Und mich schlägt es von einer Seite zur anderen, wirbelt es zwischen den Polen durcheinander. Einmal erkenne ich, wie wunderbar wohltuend es ist, wenn keine Flugzeuge am Himmel brummen, die Autos stillstehen und ich viel Zeit für Langsamkeit und Innenschau habe. Dann wünsche ich mir, dass dieser Zustand noch etwas länger anhält und wir wirklich bis in unsere Tiefen verändert werden können - jeder Mensch, aber vor allem unsere gesellschaftlichen Konzepte, die irgendwie so nicht mehr ganz aufgehen in Bezug auf Menschlichkeit, Nachhaltigkeit, Sinnhaftigkeit. Darauf folgt zuweilen das schlechte Gewissen. Was, wenn wirklich noch so viel mehr Menschen an dem Virus sterben müssen? Wie kann ich da nur wünschen, dass es lange dauert? Oder jene, die ihren Job verlieren? Dann wiederum vermisse ich meine Freunde, möchte sie endlich wiedersehen und wiederumarmen.
Manchmal frage ich mich stutzig, was eigentlich noch mit dem Virus zu tun hat und was nur an den Massnahmen, die daraus (oder nur unter dessen Vorwand?) abgeleitet wurde, meine zuweilen zu Wissen, dass alles masslos übertrieben ist und da etwas ganz anderes dahinter steckt (wenn ich nur wüsste, was es ist). Dann möchte ich aufschreien, mich allem widersetzen, bin ich ohnmächtig und habe Angst.
Ich weiss nicht - irgendwie komme ich mir als braves BAG-Lamm genauso blöd vor, wie als Verschwörungsgläubige - beides stimmt nicht in seinem Kern. Oder eben; stimmt UND ist nur ein Teil des Ganzen, ist zu vereinfacht für die Komplexität des Lebens.
Drum werde ich mich üben, im Nichtwissen zu verweilen.
Es ist nicht mehr unsere Natur, die Wunder des Lebens staunend zu betrachten. Alles Mystische wird in unglaublicher menschlicher Anstrengung zu fassen versucht und in Theorien gebettet. Menschen sind sogar zum Mond geflogen (wobei ja sogar das angezweifelt wird) und versuchen, ALLES zu verstehen und sich zu eigen zu machen. Und doch kriegen sie das WUNDER darin nicht zu fassen. Corona ist für mich so eine Sache. Vielleicht ist es nicht ganz passend, hier von "Wunder" zu sprechen. Ich meine damit das Unergründliche, das Unsagbare, das Unbegreifliche. Ich kann nicht begreifen, was genau geschieht, warum es geschieht und welche Folgen es haben wird. Und wenn es überhaupt einen gibt, welchen grösseren Sinn. Ich höre und lese Argumente der „Verschwörungstheoretiker“, ich höre und lese die Argumente der Medien/des BAG/des Bundesrates, und ICH WEISS ES NICHT! Ich weigere mich, so zu tun, als ob...

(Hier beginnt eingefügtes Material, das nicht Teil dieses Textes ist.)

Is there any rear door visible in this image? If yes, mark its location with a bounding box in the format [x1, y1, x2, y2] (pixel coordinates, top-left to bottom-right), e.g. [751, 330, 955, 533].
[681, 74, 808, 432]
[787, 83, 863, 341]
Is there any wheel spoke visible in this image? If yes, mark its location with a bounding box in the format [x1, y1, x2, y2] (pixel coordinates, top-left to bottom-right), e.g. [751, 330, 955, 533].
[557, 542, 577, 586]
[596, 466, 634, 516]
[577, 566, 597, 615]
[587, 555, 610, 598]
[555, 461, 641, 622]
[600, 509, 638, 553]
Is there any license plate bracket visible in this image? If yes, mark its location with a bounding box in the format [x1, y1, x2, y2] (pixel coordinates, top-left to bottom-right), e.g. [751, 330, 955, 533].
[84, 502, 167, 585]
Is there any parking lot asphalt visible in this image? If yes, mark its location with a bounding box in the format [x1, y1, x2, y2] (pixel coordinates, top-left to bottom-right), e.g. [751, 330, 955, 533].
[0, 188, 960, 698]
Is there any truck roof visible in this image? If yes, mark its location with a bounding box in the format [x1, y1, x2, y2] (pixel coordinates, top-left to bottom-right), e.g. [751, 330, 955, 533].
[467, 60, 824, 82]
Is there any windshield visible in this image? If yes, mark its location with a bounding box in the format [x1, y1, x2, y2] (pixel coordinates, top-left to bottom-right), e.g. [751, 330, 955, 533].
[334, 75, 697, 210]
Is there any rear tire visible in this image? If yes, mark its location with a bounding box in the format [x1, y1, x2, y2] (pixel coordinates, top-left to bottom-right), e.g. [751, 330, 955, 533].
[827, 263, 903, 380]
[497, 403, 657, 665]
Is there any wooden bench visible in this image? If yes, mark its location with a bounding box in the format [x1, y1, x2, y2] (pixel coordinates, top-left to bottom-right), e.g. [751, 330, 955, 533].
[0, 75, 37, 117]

Und doch muss ich tagtäglich für mich Entscheidungen treffen. Ich versuche, meine Entscheidungen ganz persönlich zu begründen, trotz meiner Unsicherheit und meinen offenen Fragen eine Wahl zu treffen. Ich versuche, statt im Kampf meine Wahl zu verteidigen und gegenüber anderen durchzusetzen, einfach meinen eigenen Weg zu finden. Und ich betone, dass dies die Wahl ist, die ich JETZT treffe, und dass sie morgen schon anders aussehen kann.